Apr 152021
 

Riceviamo e pubblichiamo

Mattia è uno dei cinque detenuti che hanno sottoscritto l’esposto per i fatti di Modena del Marzo 2020, i pestaggi dopo la rivolta e la morte in cella di Salvatore Piscitelli, avvenuta nel carcere di Ascoli Piceno.

Già circa un anno fa fu valutato in Pronto Soccorso ad Ascoli Piceno mentre si trovava in quel carcere (prima che uscisse l’esposto), ed in tale occasione gli fu indicata la necessità di programmare un intervento chirurgico per un grave problema di salute, destinato a peggiorare se trascurato. Attualmente Mattia si trova recluso nel carcere di Montacuto (Ancona). È passato oltre un anno e ancora l’intervento suggerito non è stato effettuato.

Nelle ultime settimane la sua situazione di salute si è ulteriormente aggravata ed è stato trasferito ben due volte in Pronto Soccorso.

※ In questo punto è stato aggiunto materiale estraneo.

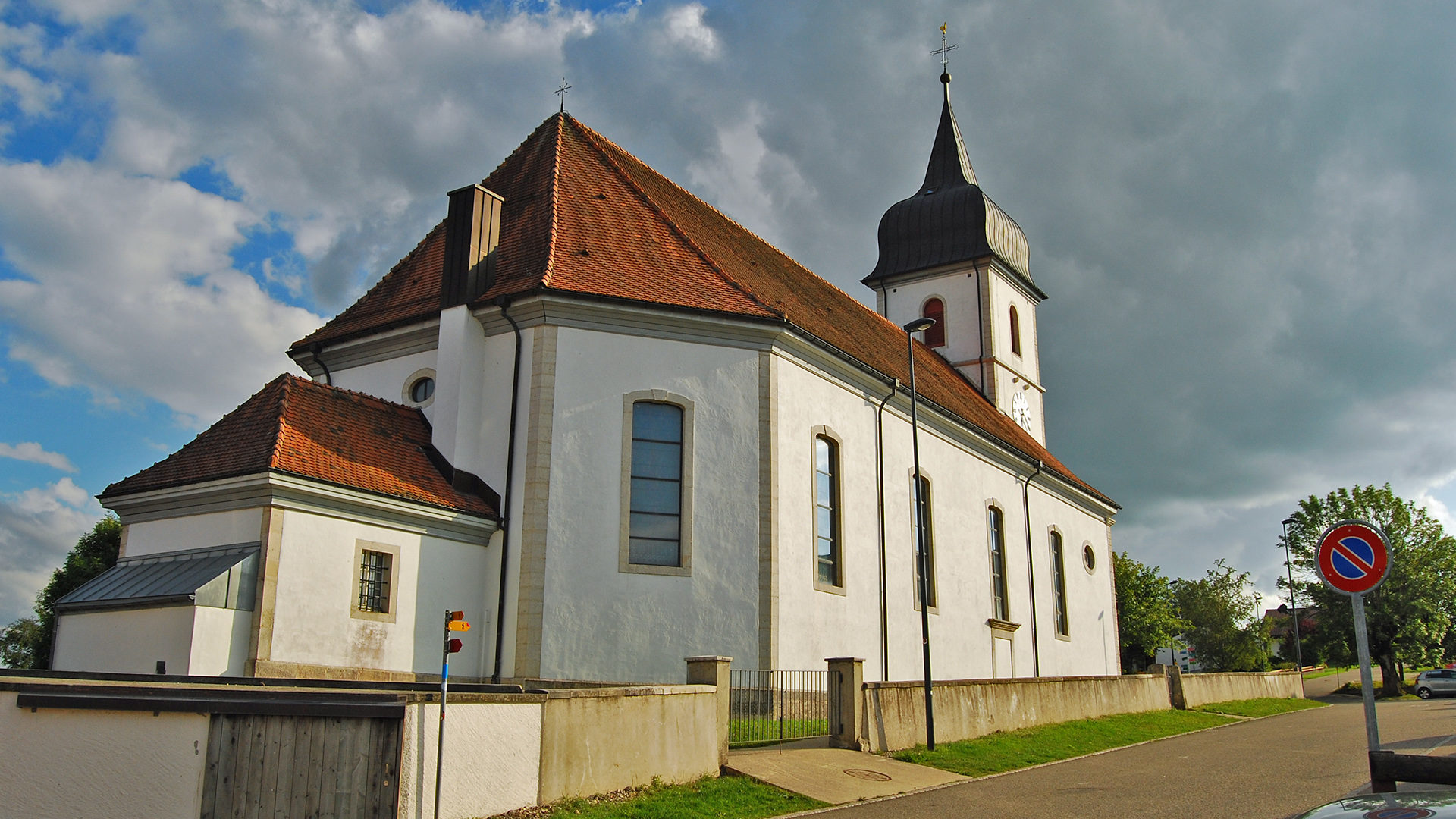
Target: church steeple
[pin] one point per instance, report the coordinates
(948, 221)
(949, 251)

Qui i medici hanno nuovamente programmato un intervento e prescritto la somministrazione di un antibiotico che tuttavia, al rientro in carcere, non gli è stato dato per svariati giorni. Nonostante i ricoveri in Pronto Soccorso il medico del carcere sostiene che le condizioni di salute di Mattia siano buone e che possa effettuare una nuova visita fra 6 mesi.

Nel frattempo, nonostante sia stata disposta l’autorizzazione per l’ingresso di un medico di fiducia da circa un mese, non viene comunicata una data per effettuare la visita.

Come leggere tutto ciò?

Partiamo da una considerazione certamente non originale: la sanità in carcere è pessima di prassi. L’eccezione non è la malasanità, ma trovare un medico non connivente con le guardie.

L’abbiamo visto e continuiamo a vederlo, basti ripensare alle rivolte di un anno fa con cui i detenuti hanno chiesto a gran voce la tutela della propria salute, concetto incompatibile con quello di reclusione. Basti guardare oggi, dopo oltre un anno, quanto la pandemia attraversi ancora quelle mura e continui a diffondersi, senza che vengano adottate misure dignitose per frenare tutto questo. Basti ascoltare cosa ci dicono detenuti e detenute a cui il vaccino anti-COVID viene presentato più come una costrizione che come una scelta: se non ti vaccini ti mettiamo in isolamento, ti blocchiamo ogni attività, ti impediamo ogni visita medica.

Ma torniamo un istante alla situazione di Mattia.

Sono ripetute le vessazioni destinate a lui e agli altri detenuti che hanno sottoscritto l’ormai noto esposto; tra pacchi e corrispondenza rifiutati o trattenuti, posta sottoposta a censura, soldi spediti dai familiari che non vengono recapitati, rifiuti di protocollare richieste interne, e l’onnipresente ricatto sul corpo e sulla salute.

La macchina statale, dopo le brutalità e gli omicidi di massa commessi nelle carceri un anno fa, ha apertamente deciso di non invertire la rotta e di dare chiari segnali a tutti/e coloro che non stanno zitti di fronte ai quotidiani soprusi di carcerieri e personale sanitario.

Il pugno duro messo in campo in decine di galere nel marzo 2020 è una prassi tuttora rivendicata dallo Stato. E chi alza la voce per denunciare la violenza delle guardie e la connivenza dei medici deve essere messo a tacere. Hanno provato a vessare i 5 detenuti autori dell’esposto con trasferimenti, con continue minacce e ripetuti interrogatori. Nulla di tutto ciò, ad oggi, ha avuto l’effetto desiderato.

Ora rincarano la dose facendo aggravare volontariamente la situazione di salute di uno di loro. Vogliono la vendetta. Questo stanno dicendo a Mattia trascurando la sua salute, questo stanno dicendo a tutti noi.

Sempre solidali e complici con chi non chiude gli occhi e non abbassa la testa di fronte agli aguzzini di Stato!

Facciamo sentire tutta la nostra solidarietà e rabbia.